WarnerMedia, which comes from AT&T's acquisition of Time Warner last June, was responsible for $7.5 billion of revenue, net of eliminations. AT&T's total revenue would have declined without WarnerMedia's contribution.
Revenue in the communications segment declined by 0.4% year over year, with revenue growth in mobility more than offset by declines in entertainment and business wireline. Within the mobility group, AT&T added 179,000 postpaid smartphone subscribers in the U.S., along with 96,000 prepaid net adds.
While revenue in the entertainment group declined slightly, profitability improved. Entertainment EBITDA jumped 6.9% year over year, a reflection of AT&T's efforts to focus on profits. DirecTV Now is losing subscribers, but the service carries far higher prices today than it did a few years ago.
WarnerMedia, which contains Turner, HBO, and Warner Bros., enjoyed revenue and operating income growth in the first quarter. On a pro forma basis, revenue was up 3.3% year over year, and operating income was up 11.6%. Turner subscription revenue increased, and HBO registered digital subscriber growth thanks to the popularity of Game of Thrones.
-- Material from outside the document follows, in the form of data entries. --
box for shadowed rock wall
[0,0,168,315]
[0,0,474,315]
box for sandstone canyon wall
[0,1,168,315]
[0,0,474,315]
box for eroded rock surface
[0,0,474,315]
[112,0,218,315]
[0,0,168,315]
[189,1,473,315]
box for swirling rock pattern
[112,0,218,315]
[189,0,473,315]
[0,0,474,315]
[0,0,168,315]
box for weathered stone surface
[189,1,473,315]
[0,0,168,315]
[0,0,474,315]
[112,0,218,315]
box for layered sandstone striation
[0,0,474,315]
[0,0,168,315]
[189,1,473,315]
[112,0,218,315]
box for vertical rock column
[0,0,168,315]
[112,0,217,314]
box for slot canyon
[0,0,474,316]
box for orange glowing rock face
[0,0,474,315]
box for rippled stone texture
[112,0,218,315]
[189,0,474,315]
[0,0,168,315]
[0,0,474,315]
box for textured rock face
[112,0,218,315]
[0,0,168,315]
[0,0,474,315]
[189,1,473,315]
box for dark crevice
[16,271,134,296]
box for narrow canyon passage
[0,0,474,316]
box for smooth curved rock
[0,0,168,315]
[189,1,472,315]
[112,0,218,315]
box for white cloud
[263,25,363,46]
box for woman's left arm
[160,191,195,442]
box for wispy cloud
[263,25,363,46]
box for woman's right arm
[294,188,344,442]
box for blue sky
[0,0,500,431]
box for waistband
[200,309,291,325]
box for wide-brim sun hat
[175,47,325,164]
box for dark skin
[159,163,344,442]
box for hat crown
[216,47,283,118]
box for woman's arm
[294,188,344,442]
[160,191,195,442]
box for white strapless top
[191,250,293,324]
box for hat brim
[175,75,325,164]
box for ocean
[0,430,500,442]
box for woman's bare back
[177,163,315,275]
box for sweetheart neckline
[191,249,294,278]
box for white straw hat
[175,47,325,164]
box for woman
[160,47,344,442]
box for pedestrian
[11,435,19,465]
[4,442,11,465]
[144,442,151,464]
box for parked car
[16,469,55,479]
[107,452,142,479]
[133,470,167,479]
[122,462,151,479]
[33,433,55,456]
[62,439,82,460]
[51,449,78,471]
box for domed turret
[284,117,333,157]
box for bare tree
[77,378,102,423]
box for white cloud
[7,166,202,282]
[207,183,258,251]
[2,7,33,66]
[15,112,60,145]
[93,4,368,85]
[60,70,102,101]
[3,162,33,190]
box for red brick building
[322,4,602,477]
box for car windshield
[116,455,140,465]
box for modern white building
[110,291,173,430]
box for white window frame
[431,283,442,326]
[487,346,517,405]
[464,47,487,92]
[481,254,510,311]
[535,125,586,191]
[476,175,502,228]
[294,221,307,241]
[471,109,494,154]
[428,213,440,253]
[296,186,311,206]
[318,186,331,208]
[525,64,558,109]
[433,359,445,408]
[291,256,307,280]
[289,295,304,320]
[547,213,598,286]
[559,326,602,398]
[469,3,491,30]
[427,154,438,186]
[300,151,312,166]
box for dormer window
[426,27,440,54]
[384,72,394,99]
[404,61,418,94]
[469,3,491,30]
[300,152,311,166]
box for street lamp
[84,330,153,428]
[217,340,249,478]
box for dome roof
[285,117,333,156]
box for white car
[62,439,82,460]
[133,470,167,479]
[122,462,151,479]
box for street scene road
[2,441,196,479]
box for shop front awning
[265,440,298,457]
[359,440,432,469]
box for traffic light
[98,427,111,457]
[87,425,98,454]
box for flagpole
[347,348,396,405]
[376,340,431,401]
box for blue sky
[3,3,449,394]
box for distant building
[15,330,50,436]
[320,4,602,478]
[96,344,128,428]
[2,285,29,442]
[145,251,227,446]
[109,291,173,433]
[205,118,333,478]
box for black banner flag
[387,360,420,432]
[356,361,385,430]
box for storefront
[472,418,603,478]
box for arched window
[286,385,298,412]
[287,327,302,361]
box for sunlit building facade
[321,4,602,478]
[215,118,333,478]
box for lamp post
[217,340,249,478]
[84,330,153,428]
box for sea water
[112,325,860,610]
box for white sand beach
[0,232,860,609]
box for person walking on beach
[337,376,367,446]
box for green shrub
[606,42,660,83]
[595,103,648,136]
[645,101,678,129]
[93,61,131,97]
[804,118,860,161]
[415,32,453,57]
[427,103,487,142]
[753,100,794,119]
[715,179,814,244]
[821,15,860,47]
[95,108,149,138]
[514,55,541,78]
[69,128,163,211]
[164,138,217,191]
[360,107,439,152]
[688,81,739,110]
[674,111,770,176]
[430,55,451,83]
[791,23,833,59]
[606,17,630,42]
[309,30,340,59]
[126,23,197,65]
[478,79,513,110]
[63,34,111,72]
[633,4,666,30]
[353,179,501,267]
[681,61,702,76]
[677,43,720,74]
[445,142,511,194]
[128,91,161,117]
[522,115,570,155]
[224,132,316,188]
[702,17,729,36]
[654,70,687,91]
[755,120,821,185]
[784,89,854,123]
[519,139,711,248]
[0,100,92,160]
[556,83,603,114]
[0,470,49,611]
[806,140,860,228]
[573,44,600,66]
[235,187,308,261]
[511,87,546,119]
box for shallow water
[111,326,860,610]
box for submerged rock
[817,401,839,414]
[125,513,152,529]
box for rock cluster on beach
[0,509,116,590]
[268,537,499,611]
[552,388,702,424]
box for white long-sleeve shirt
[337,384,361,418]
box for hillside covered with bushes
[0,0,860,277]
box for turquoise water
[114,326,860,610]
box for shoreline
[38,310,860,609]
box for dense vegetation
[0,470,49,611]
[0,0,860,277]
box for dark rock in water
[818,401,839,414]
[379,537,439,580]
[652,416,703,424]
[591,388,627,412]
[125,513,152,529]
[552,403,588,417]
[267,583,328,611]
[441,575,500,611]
Game of Thrones on HBO. Image source: HBO.
Paying down debt
After acquiring DirecTV and Time Warner, AT&T is now focused on reducing its debt load. The company made progress on that front during the first quarter, knocking down its net debt by $2.3 billion. Since the Time Warner deal closed, AT&T has reduced its net debt from $180 billion to $169 billion. It plans to bring that number down to roughly $150 billion by the end of 2019.
A combination of free cash flow and asset sales will be used to carry out this debt reduction plan. The company expects to generate about $26 billion of free cash flow in 2019, with $12 billion left over after dividends. Another $6 billion to $8 billion will come from asset sales.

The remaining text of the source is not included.